The risk of bias of the included primary studies within reviews remained as judged by the original reviews’ authors with the exception of the newly added randomised trials in the update of the ARBs review that we assessed (GRADE) (table 2). The quality of evidence for BBs and antialdosterone agents obtained a high quality on the GRADE scale, while ACE-i, amiodarone and statins obtained a moderate quality. However, combined ARB/neprilysin inhibitors had a moderate and high quality for SCD and all-cause mortality outcomes, respectively, whereas ARBs had a low quality of evidence (table 2).

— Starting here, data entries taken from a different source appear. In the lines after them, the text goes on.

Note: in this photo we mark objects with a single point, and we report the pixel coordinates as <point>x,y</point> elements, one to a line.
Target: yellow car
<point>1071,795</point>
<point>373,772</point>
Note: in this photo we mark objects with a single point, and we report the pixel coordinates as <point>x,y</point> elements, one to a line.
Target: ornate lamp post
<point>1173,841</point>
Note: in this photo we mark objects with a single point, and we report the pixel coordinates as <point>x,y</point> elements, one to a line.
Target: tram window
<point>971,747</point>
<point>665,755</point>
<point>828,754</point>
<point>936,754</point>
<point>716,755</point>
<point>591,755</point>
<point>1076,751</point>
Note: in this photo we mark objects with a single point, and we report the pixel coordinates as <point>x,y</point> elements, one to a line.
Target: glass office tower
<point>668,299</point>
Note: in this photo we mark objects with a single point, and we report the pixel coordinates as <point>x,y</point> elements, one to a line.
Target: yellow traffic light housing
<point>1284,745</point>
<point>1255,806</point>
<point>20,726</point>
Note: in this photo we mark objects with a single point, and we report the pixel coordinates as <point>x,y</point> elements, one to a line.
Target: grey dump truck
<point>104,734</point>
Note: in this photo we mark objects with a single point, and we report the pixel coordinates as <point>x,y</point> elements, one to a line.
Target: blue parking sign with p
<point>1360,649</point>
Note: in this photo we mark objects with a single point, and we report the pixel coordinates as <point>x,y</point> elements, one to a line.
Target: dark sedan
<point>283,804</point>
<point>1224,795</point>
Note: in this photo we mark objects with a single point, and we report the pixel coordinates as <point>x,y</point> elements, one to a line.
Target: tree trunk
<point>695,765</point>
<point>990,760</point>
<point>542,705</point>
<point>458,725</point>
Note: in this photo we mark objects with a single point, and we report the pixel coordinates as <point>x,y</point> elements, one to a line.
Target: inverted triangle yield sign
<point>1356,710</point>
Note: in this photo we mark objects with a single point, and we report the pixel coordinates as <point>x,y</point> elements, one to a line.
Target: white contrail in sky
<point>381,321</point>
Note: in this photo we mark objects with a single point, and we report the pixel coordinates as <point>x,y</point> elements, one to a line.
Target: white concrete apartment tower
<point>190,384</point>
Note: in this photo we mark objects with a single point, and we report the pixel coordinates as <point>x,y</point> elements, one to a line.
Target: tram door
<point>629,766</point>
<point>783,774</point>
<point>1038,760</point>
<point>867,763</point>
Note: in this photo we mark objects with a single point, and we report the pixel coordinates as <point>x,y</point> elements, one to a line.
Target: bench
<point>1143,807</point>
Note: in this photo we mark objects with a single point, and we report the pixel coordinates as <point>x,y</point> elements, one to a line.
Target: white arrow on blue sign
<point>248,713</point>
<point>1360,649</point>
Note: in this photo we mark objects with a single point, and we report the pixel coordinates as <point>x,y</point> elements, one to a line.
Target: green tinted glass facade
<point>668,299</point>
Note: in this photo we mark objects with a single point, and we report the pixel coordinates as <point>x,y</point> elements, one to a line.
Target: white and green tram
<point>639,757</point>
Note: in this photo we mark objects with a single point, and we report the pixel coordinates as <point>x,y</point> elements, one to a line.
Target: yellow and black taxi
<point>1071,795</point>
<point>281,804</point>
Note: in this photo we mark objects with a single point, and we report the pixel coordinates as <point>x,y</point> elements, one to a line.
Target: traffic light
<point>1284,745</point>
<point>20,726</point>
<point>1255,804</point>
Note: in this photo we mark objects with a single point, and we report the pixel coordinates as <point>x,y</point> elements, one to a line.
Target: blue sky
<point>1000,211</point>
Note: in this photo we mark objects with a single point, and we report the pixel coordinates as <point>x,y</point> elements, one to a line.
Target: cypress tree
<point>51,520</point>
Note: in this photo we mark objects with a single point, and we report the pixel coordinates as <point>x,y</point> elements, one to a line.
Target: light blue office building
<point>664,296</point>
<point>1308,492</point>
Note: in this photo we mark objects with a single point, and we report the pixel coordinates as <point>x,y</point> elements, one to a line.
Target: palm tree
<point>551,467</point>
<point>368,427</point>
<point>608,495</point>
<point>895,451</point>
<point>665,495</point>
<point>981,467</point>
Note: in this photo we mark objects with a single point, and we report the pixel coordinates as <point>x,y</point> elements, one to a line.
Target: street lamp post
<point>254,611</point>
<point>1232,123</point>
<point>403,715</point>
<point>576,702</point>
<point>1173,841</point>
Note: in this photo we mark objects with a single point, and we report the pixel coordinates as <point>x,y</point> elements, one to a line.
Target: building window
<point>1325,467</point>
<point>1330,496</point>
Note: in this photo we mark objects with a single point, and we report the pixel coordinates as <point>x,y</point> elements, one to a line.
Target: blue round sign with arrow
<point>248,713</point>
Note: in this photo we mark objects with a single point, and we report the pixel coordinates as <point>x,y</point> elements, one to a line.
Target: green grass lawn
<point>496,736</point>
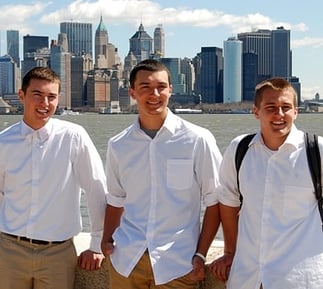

Up-to-dateness of included reviews
Most retrieved evidence was published within the last 10 years (2008 and on), and seven (out of nine) drug interventions with updated systematic reviews were within the last 5 years (2012 and on). Moreover, we updated the pooled results for ARBs, which resulted in slightly different results compared with the original Cochrane review.27
Effectiveness of interventions
We report below the summaries of our evaluation on the effectiveness of the drug interventions considered that we have categorised into effective, ineffective and uncertain effectiveness (inconclusive or conflicting evidence).
Effective interventions
Beta-blockers
Meta-analyses and systematic reviews of randomised controlled trials15–20 provided overwhelming evidence that BBs decrease the risk of SCD and all-cause mortality in patients with HFrEF. The quality of the evidence was rated high with a relative effect of 0.69 for SCD (OR, 95% CI (0.62 to 0.77)) and of 0.67 for all-cause mortality (OR, 95% CI (0.59 to 0.76)) (table 2).
Antialdosterone agents
Published studies about mineralocorticoid receptor antagonists (antimineralocorticoids) or (so-called) antialdosterones appeared effective in SCD and all-cause mortality prevention.21 22 54 However, in a recent systematic review,21 adverse effects (hyperkalaemia, degradation of renal function and gynaecomastia) were significantly higher in the antialdosterone-treated group compared with placebo. The quality of the evidence was rated high with relative effect for SCD (RR 0.81, 95% CI (0.67 to 0.98)) and all-cause mortality (RR 0.81, 95% CI (0.74 to 0.88)) (table 2).
ARB/neprilysin inhibitor
One meta-analysis23 estimated the effects of combined neprilysin renin-aldosterone system inhibition and reported a reduction in SCD and all-cause mortality. The finding was principally derived from one RCT (PARADIGM-HF)5 that showed about 16% reduction of all-cause mortality in favour of sacubitril/valsartan (LCZ696 previously) compared with enalapril (an ACE-i). This mortality reduction was attributed to a decline on both SCD (20%) and pump failure deaths.55 Table 2 shows the relative effect for SCD (RR 0.81, 95% CI (0.69 to 0.95)) and all-cause mortality (RR 0.86, 95% CI (0.79 to 0.94)). The moderate quality of the evidence for SCD outcome was due to the estimation from one single clinical trial and the absence of data from other included studies. All-cause mortality was, however, rated as high with a possibility of downgrading in case of a detectable publication bias or unestablished class effect.
Ineffective interventions
ACE inhibitors
Although two systematic reviews,24 25 with an AMSTAR score of 2/11 and 3/11, respectively, reported a decline in total mortality and less progressive HF deaths, SCD events did not significantly decrease (OR 0.91, 95% CI (0.73 to 1.12)). The quality of the evidence was rated as moderate because of the unclear or high risk of bias in included primary studies (table 2).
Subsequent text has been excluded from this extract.